-
MUHARREM KARABULUT
Tarih: 14-10-2024 01:15:00
Güncelleme: 14-10-2024 01:15:00
İnsanların her şeyden önce huzur, güven içinde yaşamaya hakları var. Evine giderken, işine giderken, arkadaşlarıyla eğlenceye veya gezmeye giderken, okula gidip gelirken, saldırıya uğrayıp hayatlarını kaybetmek istemiyorlar.
Birde, boşanma aşamasında olan pek çok kadının, eski eşleri veya erkek arkadaşları tarafından saldırıya uğrayıp, onların canlarının alınması, mallarının sömürülmesine izin verilmesine kimsenin gönlü razı değil.

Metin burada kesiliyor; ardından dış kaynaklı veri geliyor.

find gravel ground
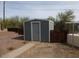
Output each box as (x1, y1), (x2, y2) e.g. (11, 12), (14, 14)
(0, 31), (27, 56)
(18, 43), (79, 58)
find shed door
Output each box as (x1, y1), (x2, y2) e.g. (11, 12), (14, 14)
(32, 22), (40, 41)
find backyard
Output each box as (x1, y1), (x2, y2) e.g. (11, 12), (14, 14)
(0, 31), (79, 58)
(0, 31), (26, 56)
(18, 42), (79, 58)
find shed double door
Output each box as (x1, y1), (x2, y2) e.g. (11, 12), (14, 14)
(31, 22), (40, 41)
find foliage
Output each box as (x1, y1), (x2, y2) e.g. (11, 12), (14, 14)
(0, 16), (29, 28)
(48, 10), (75, 31)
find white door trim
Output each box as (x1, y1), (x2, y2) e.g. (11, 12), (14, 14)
(31, 21), (41, 42)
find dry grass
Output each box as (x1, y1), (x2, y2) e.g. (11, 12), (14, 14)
(0, 31), (26, 55)
(18, 43), (79, 58)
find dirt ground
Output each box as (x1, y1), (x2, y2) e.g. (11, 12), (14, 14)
(18, 43), (79, 58)
(0, 31), (26, 56)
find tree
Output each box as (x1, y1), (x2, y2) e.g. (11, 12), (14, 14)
(48, 10), (75, 31)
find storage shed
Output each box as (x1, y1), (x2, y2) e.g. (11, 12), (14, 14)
(23, 19), (54, 42)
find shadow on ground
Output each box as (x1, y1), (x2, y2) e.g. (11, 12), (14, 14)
(12, 35), (24, 40)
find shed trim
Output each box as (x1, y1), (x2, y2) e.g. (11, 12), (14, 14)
(23, 22), (25, 40)
(31, 21), (41, 42)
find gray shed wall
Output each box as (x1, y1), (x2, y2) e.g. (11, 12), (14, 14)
(24, 22), (31, 40)
(24, 20), (49, 42)
(41, 21), (49, 42)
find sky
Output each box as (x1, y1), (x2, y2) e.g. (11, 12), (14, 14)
(0, 1), (79, 21)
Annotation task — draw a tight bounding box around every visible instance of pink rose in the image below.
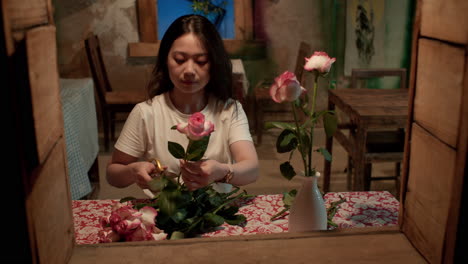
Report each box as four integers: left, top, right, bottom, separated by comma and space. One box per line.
270, 71, 306, 103
98, 203, 167, 243
139, 206, 158, 226
177, 112, 214, 140
98, 227, 120, 243
125, 224, 167, 241
304, 51, 336, 75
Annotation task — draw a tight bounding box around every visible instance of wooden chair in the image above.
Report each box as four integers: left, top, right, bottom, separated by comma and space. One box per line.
254, 41, 311, 144
85, 35, 147, 151
341, 68, 407, 192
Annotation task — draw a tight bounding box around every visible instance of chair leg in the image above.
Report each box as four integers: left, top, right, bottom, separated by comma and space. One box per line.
255, 102, 263, 145
110, 112, 115, 141
364, 163, 372, 191
102, 113, 110, 152
395, 162, 401, 199
346, 155, 353, 191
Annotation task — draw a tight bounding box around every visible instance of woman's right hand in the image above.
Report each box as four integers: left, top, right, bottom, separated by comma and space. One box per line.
128, 161, 164, 189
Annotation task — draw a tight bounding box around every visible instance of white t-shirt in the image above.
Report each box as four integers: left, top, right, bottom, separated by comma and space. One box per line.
115, 93, 252, 174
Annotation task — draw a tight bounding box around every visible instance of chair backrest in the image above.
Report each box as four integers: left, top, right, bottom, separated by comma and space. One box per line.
85, 34, 112, 106
294, 41, 312, 83
351, 68, 408, 89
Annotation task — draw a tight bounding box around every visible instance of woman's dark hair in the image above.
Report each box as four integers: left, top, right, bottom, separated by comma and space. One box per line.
147, 15, 232, 102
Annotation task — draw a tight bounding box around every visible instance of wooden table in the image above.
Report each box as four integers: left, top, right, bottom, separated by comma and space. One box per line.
72, 191, 400, 244
323, 89, 408, 192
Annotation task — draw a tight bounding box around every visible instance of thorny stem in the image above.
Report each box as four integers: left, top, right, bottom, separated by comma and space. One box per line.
307, 72, 319, 176
291, 102, 307, 174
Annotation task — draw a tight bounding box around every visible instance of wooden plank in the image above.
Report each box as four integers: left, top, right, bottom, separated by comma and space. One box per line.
26, 137, 74, 264
1, 0, 15, 56
26, 26, 63, 163
6, 0, 51, 30
137, 0, 158, 43
421, 0, 468, 44
444, 46, 468, 263
70, 228, 426, 264
128, 41, 161, 57
398, 0, 422, 211
401, 123, 456, 263
128, 39, 265, 57
234, 0, 253, 40
414, 39, 466, 147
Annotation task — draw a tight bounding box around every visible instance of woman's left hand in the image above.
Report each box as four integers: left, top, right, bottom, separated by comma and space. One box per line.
180, 160, 229, 191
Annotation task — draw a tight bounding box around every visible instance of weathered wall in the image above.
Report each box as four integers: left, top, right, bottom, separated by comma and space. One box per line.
55, 0, 323, 95
55, 0, 154, 90
54, 0, 410, 113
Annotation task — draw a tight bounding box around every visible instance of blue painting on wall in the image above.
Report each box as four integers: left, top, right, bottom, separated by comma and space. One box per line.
157, 0, 235, 39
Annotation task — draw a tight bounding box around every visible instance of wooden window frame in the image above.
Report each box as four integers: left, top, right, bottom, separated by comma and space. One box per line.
128, 0, 262, 57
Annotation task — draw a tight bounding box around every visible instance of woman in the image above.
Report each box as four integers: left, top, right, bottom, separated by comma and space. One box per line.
107, 15, 258, 190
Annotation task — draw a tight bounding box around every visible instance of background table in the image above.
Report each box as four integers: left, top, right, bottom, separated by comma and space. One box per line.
72, 191, 399, 244
60, 78, 99, 200
323, 89, 408, 192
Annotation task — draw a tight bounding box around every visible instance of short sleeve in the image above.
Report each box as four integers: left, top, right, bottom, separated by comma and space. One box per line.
228, 101, 253, 145
115, 105, 148, 158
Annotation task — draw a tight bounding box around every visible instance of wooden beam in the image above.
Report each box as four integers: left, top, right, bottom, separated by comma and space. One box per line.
128, 39, 265, 57
6, 0, 50, 31
234, 0, 253, 40
137, 0, 158, 43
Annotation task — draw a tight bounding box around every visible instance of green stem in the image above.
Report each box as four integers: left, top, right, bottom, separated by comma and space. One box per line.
308, 72, 319, 176
177, 139, 193, 190
291, 102, 307, 173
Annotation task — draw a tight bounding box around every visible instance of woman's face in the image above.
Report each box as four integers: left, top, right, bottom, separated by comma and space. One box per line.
167, 33, 210, 94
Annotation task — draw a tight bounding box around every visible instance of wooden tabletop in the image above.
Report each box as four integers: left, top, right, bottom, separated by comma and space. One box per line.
328, 89, 408, 127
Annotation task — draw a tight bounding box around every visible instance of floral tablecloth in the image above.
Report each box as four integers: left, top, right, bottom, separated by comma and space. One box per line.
72, 191, 399, 244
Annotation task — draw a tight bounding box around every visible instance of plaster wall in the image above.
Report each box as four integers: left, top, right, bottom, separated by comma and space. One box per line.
55, 0, 323, 96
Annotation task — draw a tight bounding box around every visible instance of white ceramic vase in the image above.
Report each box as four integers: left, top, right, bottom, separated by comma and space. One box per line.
289, 172, 327, 232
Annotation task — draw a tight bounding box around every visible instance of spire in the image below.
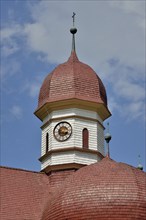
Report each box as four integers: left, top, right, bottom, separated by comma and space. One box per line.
70, 12, 77, 52
104, 122, 112, 157
137, 155, 143, 170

“Suç işleyenin, işlediği suç yanına kar kalıyor” mantığı ile hareket edilmesi ve bu konuda bazı kanunların eksik veya hatalı yorumlanıp uygulanması iddiasıyla suçluların cezalandırılmadığının düşünülmesi, adalete olan güveni yaralayıp zedeliyor.
İyin özeti, ülkemizde son günlerde tartışılan en önemli konular, suç işleyenlerin cezalandırılmadan salıverilmesi ve toplum içinde tekrar tekrar suç işlemeye devam etmesi iddiaları.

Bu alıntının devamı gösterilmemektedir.